After arranging a time to review the parking lot tapes with the head of school security, then taking a few minutes to calm himself down, Billy called Whelan back from a traffic jam on the Saw Mill River Parkway.
“Something going on with Pavlicek?” the first thing out of Jimmy’s mouth. “I need to know.”
“Forget it,” Billy said, Pavlicek now the last thing on his mind.
“You all right? You sound off.”
“I’m trying to drive here.”
“Don’t bullshit me.”
“Something happened with my kid,” this too coming out of him without any mental vetting.
“What happened with your kid?”
Billy didn’t want to talk about it in front of his father, but the old man was down for the count.
“Jimmy,” Billy keeping his voice low, “I’m freaking six ways to Sunday.”
Although his meeting with security wasn’t until four, Billy was back at Immaculate Conception at two-thirty, the first of the parents to arrive for the pickups. For the next forty-five minutes, he studied every car coming into the lot until a side door of the building opened and the students began to exit, the youngest first, those not bus-bound lined up against the side of the building until each was retrieved by a minder.

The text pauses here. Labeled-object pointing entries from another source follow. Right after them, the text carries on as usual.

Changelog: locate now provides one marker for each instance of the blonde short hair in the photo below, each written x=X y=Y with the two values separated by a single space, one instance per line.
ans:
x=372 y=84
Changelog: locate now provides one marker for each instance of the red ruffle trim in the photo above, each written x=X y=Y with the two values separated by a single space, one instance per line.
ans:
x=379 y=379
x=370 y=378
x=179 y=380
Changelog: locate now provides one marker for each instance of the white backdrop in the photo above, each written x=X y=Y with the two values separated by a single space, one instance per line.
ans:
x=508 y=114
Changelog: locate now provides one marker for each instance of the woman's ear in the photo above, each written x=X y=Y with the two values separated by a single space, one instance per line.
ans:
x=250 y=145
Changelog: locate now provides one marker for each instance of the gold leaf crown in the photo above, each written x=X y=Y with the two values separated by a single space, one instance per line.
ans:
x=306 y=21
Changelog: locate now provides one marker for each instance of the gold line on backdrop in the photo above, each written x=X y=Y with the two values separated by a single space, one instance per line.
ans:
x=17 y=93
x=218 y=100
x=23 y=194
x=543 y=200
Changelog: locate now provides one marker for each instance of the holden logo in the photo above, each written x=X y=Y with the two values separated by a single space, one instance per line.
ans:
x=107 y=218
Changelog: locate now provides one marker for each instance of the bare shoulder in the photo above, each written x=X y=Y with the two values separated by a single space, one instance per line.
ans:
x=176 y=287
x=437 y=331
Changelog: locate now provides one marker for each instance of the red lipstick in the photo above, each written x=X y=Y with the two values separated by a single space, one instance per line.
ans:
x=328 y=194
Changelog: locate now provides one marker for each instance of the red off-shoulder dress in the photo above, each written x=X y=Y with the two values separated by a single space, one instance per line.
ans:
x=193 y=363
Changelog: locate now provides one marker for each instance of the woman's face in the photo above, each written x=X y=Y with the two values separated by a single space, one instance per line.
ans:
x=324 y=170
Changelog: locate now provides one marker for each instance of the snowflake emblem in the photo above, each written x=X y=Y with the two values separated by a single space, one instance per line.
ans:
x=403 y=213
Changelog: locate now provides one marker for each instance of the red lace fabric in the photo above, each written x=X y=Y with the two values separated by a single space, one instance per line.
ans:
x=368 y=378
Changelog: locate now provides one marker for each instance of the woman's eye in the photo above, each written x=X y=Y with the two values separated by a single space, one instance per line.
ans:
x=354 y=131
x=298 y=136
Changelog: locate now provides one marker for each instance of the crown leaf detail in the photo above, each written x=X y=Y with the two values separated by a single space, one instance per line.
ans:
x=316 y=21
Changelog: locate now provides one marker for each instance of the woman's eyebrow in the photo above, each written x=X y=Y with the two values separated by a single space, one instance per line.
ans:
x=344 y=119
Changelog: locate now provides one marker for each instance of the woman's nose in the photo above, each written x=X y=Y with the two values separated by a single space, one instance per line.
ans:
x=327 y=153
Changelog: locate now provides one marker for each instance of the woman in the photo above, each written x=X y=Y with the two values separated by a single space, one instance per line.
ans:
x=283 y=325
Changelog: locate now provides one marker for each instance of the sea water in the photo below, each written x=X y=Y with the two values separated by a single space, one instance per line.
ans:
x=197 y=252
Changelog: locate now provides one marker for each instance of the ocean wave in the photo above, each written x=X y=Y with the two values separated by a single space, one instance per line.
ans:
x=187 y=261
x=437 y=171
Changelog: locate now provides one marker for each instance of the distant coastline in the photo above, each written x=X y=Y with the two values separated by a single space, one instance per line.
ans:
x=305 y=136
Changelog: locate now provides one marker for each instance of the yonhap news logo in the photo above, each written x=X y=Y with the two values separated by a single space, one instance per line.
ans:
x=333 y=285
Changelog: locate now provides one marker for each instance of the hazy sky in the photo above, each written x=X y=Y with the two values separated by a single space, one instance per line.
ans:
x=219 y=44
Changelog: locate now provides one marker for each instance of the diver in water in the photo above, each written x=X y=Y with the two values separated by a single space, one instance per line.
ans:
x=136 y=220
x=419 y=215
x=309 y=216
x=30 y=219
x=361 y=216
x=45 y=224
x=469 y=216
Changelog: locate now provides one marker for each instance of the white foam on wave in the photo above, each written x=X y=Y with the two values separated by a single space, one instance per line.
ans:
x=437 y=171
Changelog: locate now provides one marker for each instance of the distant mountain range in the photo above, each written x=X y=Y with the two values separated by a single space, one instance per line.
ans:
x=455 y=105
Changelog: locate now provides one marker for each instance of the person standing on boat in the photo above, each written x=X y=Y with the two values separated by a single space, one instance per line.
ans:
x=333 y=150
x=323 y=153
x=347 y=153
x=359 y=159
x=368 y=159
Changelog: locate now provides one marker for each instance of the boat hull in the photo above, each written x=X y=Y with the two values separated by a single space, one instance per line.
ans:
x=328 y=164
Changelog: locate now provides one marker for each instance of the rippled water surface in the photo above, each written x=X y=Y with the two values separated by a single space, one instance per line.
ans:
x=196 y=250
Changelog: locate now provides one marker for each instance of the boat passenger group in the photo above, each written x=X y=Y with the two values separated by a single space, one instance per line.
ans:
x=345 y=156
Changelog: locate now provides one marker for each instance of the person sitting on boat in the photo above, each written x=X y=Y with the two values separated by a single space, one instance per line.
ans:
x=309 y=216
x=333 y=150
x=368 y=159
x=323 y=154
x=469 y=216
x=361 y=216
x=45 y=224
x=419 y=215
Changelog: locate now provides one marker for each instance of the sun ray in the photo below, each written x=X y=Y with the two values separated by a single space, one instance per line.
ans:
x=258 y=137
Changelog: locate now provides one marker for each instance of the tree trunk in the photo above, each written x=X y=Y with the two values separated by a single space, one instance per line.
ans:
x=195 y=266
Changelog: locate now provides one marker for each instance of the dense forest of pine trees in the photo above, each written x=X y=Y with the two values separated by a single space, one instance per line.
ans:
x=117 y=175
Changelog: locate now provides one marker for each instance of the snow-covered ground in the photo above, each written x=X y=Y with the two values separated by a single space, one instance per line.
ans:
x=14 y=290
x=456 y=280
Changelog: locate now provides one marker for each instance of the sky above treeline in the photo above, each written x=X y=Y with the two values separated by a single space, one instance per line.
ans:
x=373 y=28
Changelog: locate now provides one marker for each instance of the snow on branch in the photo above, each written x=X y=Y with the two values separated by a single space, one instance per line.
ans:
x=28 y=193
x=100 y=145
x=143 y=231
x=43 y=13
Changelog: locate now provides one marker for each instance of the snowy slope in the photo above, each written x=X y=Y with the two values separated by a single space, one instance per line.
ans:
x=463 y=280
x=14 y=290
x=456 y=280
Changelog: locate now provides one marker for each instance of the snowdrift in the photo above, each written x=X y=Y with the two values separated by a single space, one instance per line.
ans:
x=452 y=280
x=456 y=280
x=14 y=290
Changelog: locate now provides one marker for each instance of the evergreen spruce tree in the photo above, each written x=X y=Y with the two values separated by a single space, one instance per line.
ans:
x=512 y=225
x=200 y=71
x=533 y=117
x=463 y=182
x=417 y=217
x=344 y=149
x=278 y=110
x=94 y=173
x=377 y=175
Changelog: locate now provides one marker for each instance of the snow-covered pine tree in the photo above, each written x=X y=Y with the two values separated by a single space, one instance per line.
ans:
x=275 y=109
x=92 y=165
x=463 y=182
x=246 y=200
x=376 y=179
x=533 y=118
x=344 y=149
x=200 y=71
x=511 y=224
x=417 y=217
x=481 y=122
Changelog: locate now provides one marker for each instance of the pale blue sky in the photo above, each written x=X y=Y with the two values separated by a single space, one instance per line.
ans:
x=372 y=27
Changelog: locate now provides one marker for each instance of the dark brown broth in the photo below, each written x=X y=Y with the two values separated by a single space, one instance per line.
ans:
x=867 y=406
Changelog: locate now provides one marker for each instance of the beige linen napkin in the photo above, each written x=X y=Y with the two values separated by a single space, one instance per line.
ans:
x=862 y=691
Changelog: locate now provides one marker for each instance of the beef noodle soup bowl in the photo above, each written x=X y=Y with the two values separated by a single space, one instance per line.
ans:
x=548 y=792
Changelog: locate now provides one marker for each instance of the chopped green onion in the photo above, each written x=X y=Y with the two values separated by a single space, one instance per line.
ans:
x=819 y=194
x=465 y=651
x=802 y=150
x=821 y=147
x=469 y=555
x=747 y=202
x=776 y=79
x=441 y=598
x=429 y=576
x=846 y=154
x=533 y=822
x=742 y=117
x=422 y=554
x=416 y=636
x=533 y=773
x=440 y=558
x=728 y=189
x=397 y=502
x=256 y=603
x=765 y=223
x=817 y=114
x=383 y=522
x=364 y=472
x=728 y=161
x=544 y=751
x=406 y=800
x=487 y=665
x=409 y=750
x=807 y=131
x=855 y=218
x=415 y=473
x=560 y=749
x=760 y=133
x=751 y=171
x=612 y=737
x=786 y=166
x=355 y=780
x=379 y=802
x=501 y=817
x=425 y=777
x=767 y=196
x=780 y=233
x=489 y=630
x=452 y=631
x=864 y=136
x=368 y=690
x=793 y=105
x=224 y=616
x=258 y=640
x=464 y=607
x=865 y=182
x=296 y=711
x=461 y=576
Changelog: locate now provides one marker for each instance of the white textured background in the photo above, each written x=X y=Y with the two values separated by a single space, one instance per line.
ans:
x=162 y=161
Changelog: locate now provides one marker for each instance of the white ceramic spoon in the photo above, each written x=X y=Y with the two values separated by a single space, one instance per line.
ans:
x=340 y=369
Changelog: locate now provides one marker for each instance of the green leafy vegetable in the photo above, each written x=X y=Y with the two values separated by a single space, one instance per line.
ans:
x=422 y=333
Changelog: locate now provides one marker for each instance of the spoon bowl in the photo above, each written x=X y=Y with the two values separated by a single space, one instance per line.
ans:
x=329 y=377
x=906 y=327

Billy hadn’t told his kids he was coming, and he watched as Carlos ran to his designated bus unaccosted, no one taking the slightest interest in him, least of all some wide-bodied, red-handed possible cop. The person who did catch his eye, though, was the teacher with a clipboard posted by the bus’s folding yellow doors, the guy chanting, “No pushing, no pushing,” as the kids scrambled up the short stairs to their seats.